Our neighbor Marc grilled up the best flatbread seasoned with fresh sage and rosemary a few weeks ago at our block party. I’d never had flatbread off the grill before, particularly flatbread this good. It disappeared in SECONDS. But had we neighbors not been so greedy and gobbled them up still warm on the spot, Marc says these are a great alternative to a bun for hotdogs or sausages. I can’t wait to try it. But in the meantime, here’s the recipe which he says is “completely and thorough plagiarized from Mario Batali’s grill book.” Hey, we’ve all been there, Marc.
From Mario Batali’s Italian Grill
3 ¼ cups all-purpose flour (plus more for dusting)
2 tsp instant or rapid-rise yeast
1 tbs salt
1 tbs sugar
1 ½ tablespoons fresh sage/rosemary, etc.
1 cup warm water
½ cup dry white wine (room temperature)
1 tablespoons plus 7 tsp extra-virgin olive oil
Oiled large bowl for dough to rise in.
In a large bowl, mix the flour, yeast, salt, sugar and herbs, and mix well. Make a well in the center of the dry ingredients and add the warm water, wine and olive oil. Using a wooden spoon (I just used my fingers) stir the we ingredients into the dry until the mixture is too stiff to stir, then mix with your hands in a bowl until the dough comes together and pulls away from the sides of the bowl.

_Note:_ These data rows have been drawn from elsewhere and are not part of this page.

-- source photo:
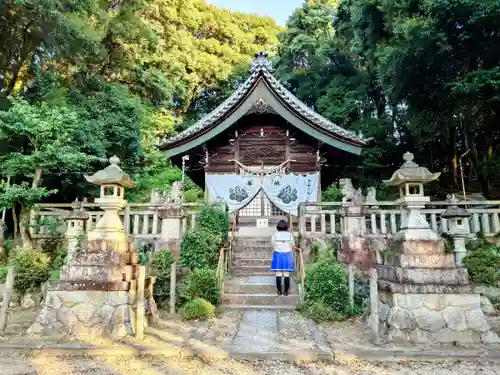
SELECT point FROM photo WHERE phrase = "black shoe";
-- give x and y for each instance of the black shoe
(287, 285)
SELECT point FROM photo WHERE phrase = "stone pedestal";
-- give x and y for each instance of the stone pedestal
(171, 227)
(355, 247)
(424, 296)
(97, 290)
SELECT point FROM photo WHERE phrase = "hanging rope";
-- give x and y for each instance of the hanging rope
(280, 169)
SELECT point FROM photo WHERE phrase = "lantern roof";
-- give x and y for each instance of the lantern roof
(111, 175)
(411, 172)
(263, 93)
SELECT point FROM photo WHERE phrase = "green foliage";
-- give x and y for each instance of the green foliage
(82, 81)
(161, 265)
(331, 194)
(58, 259)
(214, 220)
(201, 283)
(326, 282)
(199, 249)
(483, 265)
(3, 274)
(32, 268)
(198, 309)
(319, 311)
(496, 303)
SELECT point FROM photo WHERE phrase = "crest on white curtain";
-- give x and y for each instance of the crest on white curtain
(286, 191)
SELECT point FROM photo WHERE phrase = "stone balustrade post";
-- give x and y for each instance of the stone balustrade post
(458, 228)
(355, 247)
(171, 216)
(75, 228)
(424, 296)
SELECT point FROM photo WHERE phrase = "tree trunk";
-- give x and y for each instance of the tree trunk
(15, 222)
(25, 213)
(454, 158)
(24, 222)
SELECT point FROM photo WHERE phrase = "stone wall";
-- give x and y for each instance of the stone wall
(86, 312)
(437, 318)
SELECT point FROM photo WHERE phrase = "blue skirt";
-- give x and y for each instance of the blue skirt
(282, 262)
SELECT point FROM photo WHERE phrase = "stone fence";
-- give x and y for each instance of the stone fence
(144, 221)
(383, 219)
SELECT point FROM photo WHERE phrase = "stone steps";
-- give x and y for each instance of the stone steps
(258, 307)
(251, 261)
(252, 270)
(265, 299)
(246, 254)
(253, 286)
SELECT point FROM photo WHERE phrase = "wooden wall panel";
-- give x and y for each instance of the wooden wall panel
(255, 149)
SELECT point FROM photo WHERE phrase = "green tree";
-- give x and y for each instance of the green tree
(41, 139)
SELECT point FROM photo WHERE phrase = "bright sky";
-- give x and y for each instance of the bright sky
(280, 10)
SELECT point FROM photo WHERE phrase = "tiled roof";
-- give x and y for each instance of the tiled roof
(261, 66)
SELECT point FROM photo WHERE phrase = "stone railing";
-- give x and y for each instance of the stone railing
(139, 219)
(384, 218)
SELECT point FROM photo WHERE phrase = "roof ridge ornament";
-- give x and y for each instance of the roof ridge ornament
(261, 62)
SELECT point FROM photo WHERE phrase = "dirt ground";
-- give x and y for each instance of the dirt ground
(339, 336)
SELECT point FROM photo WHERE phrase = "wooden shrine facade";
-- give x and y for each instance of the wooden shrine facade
(262, 128)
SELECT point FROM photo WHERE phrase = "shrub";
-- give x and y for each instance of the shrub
(201, 283)
(3, 274)
(198, 309)
(199, 249)
(214, 220)
(483, 265)
(331, 194)
(320, 312)
(326, 282)
(161, 265)
(32, 268)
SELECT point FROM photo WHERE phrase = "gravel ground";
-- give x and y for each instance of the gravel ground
(17, 364)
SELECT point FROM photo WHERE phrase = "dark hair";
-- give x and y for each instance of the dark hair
(282, 226)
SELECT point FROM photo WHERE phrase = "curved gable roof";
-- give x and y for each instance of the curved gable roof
(262, 89)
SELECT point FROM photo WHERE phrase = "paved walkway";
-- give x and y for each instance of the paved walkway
(245, 335)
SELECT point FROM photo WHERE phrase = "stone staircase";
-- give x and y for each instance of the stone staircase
(252, 285)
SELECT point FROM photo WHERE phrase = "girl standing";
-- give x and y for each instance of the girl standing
(282, 264)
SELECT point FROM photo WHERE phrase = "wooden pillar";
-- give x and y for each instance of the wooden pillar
(9, 290)
(288, 152)
(236, 151)
(140, 310)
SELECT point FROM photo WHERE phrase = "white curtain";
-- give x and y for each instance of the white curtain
(287, 191)
(237, 191)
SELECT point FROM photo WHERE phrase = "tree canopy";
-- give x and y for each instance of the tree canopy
(83, 80)
(418, 75)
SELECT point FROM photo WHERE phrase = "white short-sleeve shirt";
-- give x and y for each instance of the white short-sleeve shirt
(283, 242)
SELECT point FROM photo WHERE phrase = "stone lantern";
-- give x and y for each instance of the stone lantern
(410, 179)
(97, 291)
(75, 227)
(424, 297)
(113, 182)
(458, 228)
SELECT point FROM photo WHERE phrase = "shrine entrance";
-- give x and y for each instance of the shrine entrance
(261, 206)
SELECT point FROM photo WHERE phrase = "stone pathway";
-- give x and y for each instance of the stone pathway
(40, 364)
(262, 331)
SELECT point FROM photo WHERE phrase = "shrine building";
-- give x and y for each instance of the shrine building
(263, 151)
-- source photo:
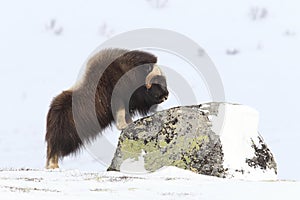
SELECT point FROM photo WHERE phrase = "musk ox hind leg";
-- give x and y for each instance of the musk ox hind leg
(52, 162)
(61, 136)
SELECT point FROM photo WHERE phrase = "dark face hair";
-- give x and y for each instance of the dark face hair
(158, 91)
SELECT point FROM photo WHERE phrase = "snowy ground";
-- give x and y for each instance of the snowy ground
(168, 183)
(254, 44)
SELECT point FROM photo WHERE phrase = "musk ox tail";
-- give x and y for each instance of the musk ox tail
(61, 136)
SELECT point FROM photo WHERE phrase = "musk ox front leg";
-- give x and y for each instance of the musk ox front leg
(122, 117)
(52, 162)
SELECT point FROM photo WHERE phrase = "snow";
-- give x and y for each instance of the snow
(167, 183)
(237, 126)
(38, 62)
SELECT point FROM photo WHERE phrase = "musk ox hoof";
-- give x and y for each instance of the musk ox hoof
(216, 139)
(121, 125)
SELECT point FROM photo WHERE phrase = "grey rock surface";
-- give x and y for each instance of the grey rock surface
(185, 137)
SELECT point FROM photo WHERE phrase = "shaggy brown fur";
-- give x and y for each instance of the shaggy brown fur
(79, 114)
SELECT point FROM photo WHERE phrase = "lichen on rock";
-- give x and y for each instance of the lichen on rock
(184, 137)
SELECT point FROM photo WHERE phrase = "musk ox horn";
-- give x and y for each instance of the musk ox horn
(155, 72)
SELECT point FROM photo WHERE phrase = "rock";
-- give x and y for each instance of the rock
(216, 139)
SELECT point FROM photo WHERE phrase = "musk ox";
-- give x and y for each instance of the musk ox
(79, 114)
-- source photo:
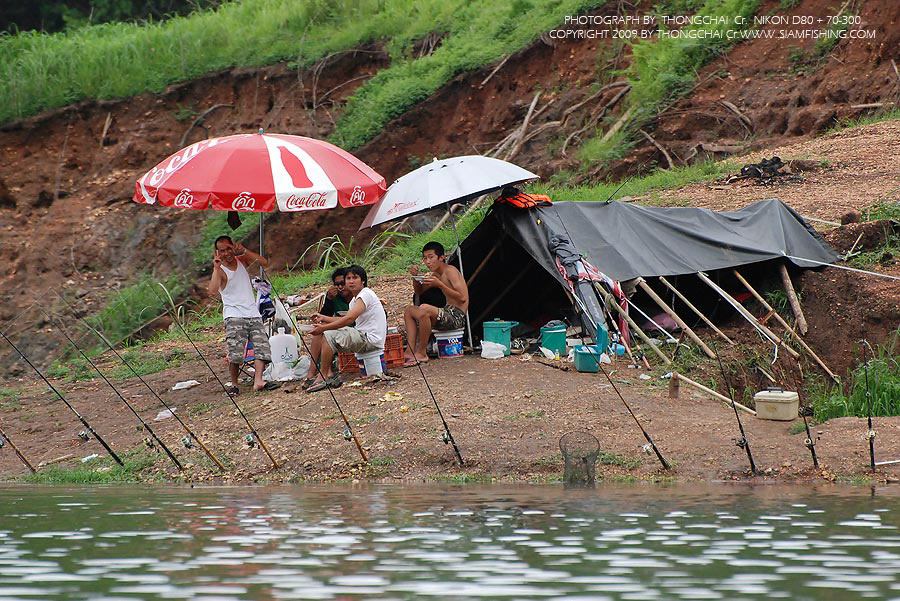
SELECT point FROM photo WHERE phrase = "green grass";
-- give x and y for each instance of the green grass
(101, 470)
(640, 186)
(147, 362)
(884, 254)
(120, 60)
(132, 306)
(884, 210)
(867, 119)
(664, 69)
(883, 385)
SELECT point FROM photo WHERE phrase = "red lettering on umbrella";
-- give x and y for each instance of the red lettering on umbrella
(295, 169)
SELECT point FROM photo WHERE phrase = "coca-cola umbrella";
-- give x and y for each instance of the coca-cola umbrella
(445, 182)
(260, 173)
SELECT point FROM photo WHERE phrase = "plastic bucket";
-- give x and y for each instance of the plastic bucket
(449, 344)
(554, 339)
(371, 363)
(499, 331)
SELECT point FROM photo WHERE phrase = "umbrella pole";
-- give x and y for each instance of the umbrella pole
(461, 272)
(262, 252)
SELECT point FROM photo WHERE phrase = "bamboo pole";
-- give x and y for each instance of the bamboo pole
(795, 302)
(695, 310)
(749, 316)
(785, 325)
(671, 313)
(712, 392)
(631, 323)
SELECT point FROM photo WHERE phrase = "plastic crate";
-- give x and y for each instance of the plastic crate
(393, 350)
(393, 355)
(347, 363)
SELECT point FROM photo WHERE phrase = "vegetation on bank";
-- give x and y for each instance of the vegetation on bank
(118, 60)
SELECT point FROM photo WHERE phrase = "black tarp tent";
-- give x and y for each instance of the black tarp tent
(514, 276)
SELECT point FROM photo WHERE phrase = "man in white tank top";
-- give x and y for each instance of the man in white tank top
(242, 319)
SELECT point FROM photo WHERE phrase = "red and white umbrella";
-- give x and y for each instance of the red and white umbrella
(259, 172)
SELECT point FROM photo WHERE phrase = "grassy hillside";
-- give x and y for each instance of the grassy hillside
(119, 60)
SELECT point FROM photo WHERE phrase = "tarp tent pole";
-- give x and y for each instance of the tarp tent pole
(786, 326)
(671, 313)
(748, 316)
(695, 310)
(638, 331)
(461, 272)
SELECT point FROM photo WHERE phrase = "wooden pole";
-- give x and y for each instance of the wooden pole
(787, 327)
(792, 297)
(631, 323)
(695, 310)
(749, 316)
(671, 313)
(712, 392)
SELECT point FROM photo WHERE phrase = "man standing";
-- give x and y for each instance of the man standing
(242, 319)
(335, 334)
(420, 320)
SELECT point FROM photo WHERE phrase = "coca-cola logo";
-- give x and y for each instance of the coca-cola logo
(358, 196)
(184, 199)
(243, 202)
(401, 206)
(313, 200)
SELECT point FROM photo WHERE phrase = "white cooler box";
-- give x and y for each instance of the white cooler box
(778, 404)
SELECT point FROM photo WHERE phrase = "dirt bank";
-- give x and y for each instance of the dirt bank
(506, 415)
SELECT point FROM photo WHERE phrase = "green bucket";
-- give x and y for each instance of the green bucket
(499, 331)
(554, 339)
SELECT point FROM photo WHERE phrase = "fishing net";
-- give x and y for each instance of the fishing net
(580, 450)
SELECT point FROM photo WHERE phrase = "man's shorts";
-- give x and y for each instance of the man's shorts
(450, 318)
(348, 340)
(238, 330)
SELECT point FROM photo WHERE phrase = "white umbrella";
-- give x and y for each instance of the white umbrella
(444, 182)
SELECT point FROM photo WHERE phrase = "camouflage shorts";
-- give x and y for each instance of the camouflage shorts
(238, 330)
(450, 318)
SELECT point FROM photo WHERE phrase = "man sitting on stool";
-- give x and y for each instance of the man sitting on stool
(366, 336)
(420, 320)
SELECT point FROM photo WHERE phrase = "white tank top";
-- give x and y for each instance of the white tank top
(238, 299)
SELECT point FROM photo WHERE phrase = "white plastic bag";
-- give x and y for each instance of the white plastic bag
(492, 350)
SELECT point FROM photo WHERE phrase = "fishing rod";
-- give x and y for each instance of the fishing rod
(118, 394)
(809, 443)
(253, 434)
(742, 441)
(3, 437)
(446, 436)
(650, 442)
(349, 434)
(870, 435)
(191, 435)
(63, 399)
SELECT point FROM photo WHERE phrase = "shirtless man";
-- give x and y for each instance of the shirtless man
(420, 320)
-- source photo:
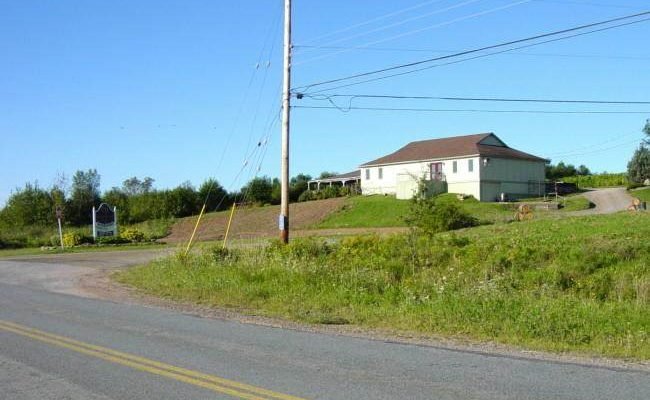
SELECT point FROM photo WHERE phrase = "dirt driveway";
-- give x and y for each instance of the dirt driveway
(607, 201)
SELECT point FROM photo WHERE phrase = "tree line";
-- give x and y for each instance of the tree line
(137, 200)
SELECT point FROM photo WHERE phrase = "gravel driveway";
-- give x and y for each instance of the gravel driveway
(607, 201)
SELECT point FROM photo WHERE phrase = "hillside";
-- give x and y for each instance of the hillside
(253, 221)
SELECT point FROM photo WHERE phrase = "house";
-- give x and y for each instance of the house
(481, 165)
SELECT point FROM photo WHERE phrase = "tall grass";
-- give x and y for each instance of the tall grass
(598, 180)
(563, 285)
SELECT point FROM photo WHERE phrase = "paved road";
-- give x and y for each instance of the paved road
(607, 201)
(63, 346)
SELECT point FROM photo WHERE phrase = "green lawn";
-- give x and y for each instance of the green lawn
(367, 212)
(642, 194)
(387, 211)
(578, 284)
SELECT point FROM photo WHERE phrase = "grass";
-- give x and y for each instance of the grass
(566, 285)
(37, 236)
(387, 211)
(642, 194)
(368, 212)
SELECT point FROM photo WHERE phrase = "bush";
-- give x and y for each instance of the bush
(71, 239)
(435, 214)
(132, 235)
(112, 240)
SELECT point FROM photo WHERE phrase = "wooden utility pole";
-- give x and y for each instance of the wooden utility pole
(286, 110)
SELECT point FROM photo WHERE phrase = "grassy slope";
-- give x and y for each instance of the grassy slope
(386, 211)
(368, 211)
(642, 194)
(573, 284)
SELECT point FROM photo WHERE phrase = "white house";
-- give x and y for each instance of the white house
(480, 165)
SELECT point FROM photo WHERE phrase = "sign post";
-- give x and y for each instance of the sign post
(104, 221)
(59, 216)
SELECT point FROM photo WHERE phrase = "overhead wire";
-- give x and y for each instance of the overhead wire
(477, 56)
(402, 22)
(423, 50)
(471, 110)
(484, 48)
(434, 26)
(370, 21)
(325, 96)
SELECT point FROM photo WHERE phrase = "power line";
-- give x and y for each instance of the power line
(490, 99)
(589, 4)
(423, 50)
(437, 25)
(481, 55)
(404, 21)
(601, 150)
(367, 22)
(334, 107)
(466, 52)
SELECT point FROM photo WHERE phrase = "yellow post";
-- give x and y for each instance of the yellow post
(198, 220)
(232, 212)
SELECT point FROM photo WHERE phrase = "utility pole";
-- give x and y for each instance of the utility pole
(286, 104)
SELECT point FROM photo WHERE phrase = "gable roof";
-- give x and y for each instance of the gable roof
(457, 146)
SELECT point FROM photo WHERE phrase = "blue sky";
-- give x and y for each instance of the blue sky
(185, 90)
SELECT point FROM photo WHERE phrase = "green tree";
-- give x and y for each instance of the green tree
(117, 198)
(134, 186)
(30, 205)
(297, 186)
(259, 190)
(85, 196)
(638, 169)
(214, 195)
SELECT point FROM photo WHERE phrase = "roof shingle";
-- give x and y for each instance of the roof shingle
(457, 146)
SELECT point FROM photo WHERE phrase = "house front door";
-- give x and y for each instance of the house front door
(436, 171)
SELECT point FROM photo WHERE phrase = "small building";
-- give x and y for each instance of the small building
(481, 165)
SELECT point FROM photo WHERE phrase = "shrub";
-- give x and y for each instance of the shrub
(71, 239)
(132, 235)
(435, 214)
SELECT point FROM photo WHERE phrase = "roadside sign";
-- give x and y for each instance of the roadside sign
(104, 221)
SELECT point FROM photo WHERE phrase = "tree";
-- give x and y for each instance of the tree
(583, 170)
(134, 186)
(298, 185)
(214, 195)
(117, 198)
(258, 190)
(30, 205)
(638, 169)
(85, 195)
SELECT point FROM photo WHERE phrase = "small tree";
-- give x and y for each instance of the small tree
(638, 169)
(431, 215)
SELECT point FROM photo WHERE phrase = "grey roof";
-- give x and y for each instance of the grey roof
(457, 146)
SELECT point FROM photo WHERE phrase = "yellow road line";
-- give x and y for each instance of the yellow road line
(211, 382)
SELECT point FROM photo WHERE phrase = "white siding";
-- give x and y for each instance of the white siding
(408, 174)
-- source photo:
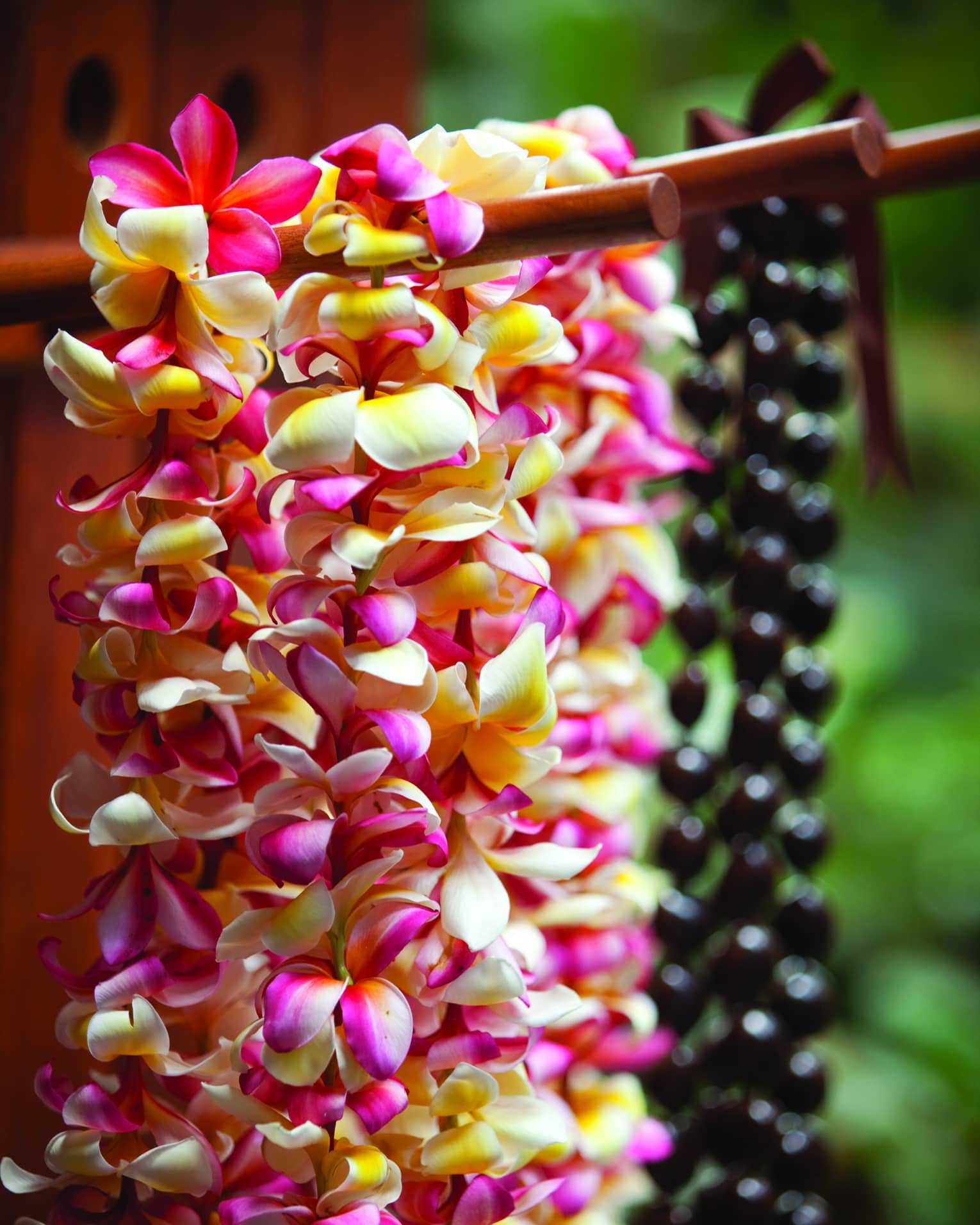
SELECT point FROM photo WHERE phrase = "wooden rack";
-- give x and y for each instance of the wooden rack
(47, 279)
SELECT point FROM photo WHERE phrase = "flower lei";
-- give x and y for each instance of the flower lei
(363, 662)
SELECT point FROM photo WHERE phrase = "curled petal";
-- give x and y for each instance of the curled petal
(134, 1030)
(378, 1026)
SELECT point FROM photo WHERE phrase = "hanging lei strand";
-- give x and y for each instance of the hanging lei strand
(362, 659)
(744, 932)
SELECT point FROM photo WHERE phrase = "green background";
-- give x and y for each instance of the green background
(904, 792)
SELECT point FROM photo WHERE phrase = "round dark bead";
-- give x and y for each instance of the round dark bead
(679, 996)
(801, 996)
(821, 302)
(769, 358)
(796, 1208)
(761, 572)
(812, 600)
(808, 682)
(686, 772)
(804, 835)
(738, 1130)
(803, 760)
(742, 963)
(810, 443)
(719, 1056)
(689, 691)
(812, 522)
(674, 1171)
(715, 324)
(702, 545)
(755, 730)
(747, 881)
(696, 620)
(705, 393)
(761, 424)
(819, 380)
(801, 1085)
(683, 848)
(772, 227)
(772, 293)
(825, 234)
(708, 486)
(757, 645)
(800, 1159)
(729, 242)
(734, 1199)
(762, 499)
(682, 921)
(749, 807)
(760, 1044)
(804, 923)
(673, 1078)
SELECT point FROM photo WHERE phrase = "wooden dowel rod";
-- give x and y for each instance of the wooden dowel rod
(43, 278)
(544, 223)
(48, 278)
(925, 160)
(822, 161)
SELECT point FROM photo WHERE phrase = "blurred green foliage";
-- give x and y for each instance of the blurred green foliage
(904, 792)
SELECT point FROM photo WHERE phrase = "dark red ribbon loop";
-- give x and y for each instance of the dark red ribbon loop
(794, 79)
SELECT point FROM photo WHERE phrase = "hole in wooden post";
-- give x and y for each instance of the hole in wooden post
(90, 104)
(239, 97)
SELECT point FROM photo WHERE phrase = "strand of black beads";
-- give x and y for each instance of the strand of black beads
(687, 775)
(740, 973)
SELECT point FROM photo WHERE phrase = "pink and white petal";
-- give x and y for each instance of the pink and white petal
(389, 615)
(378, 1026)
(129, 919)
(402, 177)
(206, 142)
(240, 239)
(276, 189)
(297, 1006)
(143, 178)
(476, 907)
(493, 982)
(151, 348)
(651, 1142)
(456, 223)
(484, 1202)
(408, 734)
(182, 1168)
(196, 347)
(145, 978)
(377, 1104)
(294, 851)
(134, 604)
(213, 600)
(378, 936)
(183, 913)
(319, 680)
(548, 609)
(92, 1106)
(170, 238)
(239, 304)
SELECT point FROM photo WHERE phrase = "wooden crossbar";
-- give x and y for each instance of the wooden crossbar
(43, 279)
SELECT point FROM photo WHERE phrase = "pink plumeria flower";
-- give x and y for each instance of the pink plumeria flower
(240, 213)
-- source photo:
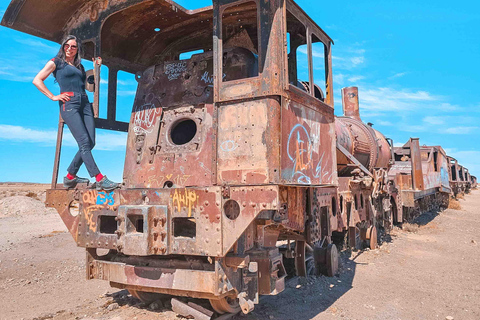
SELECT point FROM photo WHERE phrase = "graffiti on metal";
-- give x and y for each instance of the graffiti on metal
(95, 201)
(185, 199)
(300, 151)
(144, 118)
(159, 181)
(174, 69)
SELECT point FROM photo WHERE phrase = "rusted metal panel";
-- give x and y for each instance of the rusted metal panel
(250, 201)
(64, 202)
(417, 175)
(248, 142)
(152, 277)
(307, 139)
(366, 144)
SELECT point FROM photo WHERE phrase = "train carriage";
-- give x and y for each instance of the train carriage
(228, 151)
(237, 173)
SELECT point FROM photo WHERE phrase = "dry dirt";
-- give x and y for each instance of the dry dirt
(431, 271)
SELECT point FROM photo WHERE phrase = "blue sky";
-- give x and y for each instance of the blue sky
(416, 64)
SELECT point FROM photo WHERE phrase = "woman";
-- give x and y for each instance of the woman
(75, 110)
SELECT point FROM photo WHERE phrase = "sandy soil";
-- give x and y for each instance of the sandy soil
(431, 271)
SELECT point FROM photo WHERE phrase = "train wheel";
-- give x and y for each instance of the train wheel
(147, 297)
(332, 260)
(225, 305)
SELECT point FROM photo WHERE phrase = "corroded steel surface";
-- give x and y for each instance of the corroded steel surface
(227, 151)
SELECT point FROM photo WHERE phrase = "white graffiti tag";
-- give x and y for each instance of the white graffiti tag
(145, 116)
(175, 69)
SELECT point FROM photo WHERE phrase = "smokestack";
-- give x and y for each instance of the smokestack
(417, 174)
(350, 103)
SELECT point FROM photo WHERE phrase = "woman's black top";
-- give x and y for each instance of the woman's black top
(70, 78)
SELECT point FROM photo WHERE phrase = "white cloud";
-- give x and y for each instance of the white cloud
(447, 107)
(339, 79)
(356, 78)
(124, 93)
(398, 75)
(434, 120)
(48, 137)
(37, 45)
(389, 99)
(384, 123)
(468, 159)
(461, 130)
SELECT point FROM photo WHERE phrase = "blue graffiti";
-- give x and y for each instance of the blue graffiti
(104, 197)
(300, 137)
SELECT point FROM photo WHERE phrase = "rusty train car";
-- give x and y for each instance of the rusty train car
(237, 173)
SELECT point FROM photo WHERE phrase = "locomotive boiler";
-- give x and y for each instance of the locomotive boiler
(237, 173)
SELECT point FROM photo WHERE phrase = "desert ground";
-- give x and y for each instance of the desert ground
(430, 269)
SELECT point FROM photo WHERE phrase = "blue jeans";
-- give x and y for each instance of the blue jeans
(78, 115)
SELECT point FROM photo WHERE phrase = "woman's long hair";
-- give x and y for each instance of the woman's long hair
(77, 61)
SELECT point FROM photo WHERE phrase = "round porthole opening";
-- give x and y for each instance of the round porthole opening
(183, 132)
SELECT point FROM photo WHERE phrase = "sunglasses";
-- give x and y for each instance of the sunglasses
(67, 46)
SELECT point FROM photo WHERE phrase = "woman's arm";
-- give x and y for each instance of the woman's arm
(39, 79)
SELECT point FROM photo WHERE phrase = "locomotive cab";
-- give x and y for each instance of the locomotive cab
(230, 169)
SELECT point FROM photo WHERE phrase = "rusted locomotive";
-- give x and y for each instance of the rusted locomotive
(237, 172)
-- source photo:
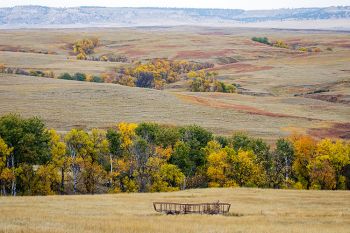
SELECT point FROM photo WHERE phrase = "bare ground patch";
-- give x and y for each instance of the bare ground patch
(336, 130)
(243, 108)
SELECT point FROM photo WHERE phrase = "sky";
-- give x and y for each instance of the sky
(233, 4)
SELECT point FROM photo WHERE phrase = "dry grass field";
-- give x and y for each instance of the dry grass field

Lightly dust a work surface and turn the dough out. Knead gently for 5 minutes, or until the dough is smooth, elastic and only slightly sticky. Add the dough to the large oiled bowl, turning to coat the dough. Cover with plastic wrap or towel, and leave to rise for about an hour.
Gently punch down the dough, turn out on a cutting board or work surface, and cut into 10 pieces. Roll each piece into a ball, and place on a lightly oiled sheet. Cover loosely and let sit for another 30 minutes.
Flatten with hands and/or a lightly floured rolling pin, and grill! 1 ½ minutes on each side, and you’re done.